Linking this to ISO 27001 controls

Although ISO 27001 is not prescriptive about tools, it is explicit on process. Implementing risk assessment, asset classification, access control, supplier management and incident response processes will reduce both the likelihood and impact of AI-assisted attacks. If you want external help, Synergos can guide you through setting up an ISO 27001 ISMS, integrating continuity with ISO 22301, and improving baseline controls with Cyber Essentials.

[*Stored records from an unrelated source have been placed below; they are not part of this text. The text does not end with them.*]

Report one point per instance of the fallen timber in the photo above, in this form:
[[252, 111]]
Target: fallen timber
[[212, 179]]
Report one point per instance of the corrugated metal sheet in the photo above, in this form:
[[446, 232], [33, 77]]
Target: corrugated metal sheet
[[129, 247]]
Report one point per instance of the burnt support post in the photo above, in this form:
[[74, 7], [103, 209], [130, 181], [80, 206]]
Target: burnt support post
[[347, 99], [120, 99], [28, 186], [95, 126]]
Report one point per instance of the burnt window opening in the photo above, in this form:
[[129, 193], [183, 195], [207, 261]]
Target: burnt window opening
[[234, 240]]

Actions for leaders this week

While teams argue over tooling, the board should get two quick updates: a short risk summary showing exposure to AI-assisted threats, and an incident readiness status, covering detection capability, recovery times and supplier risks. Ask for measurable remediation deadlines, not vague promises.

Since attackers are using AI to speed up their work, you need to speed up yours. Prioritise simple wins, then address the harder items with a clear plan that maps to ISO 27001 controls.

Remember, this is not about chasing the latest gadget. It’s about knowing where your crown jewels are, who can reach them, and how quickly you can close the door if someone starts picking the lock.

Be pragmatic. Start with access, logging and tested recovery. Then layer in supplier checks, staff training and explicit controls around model usage. If you want help mapping those steps into a certification-ready programme, see Synergos support packages and the Synergos Training Academy.

Make this the week you stop treating AI-assisted attackers as a future problem. Your security will thank you, and so will your customers.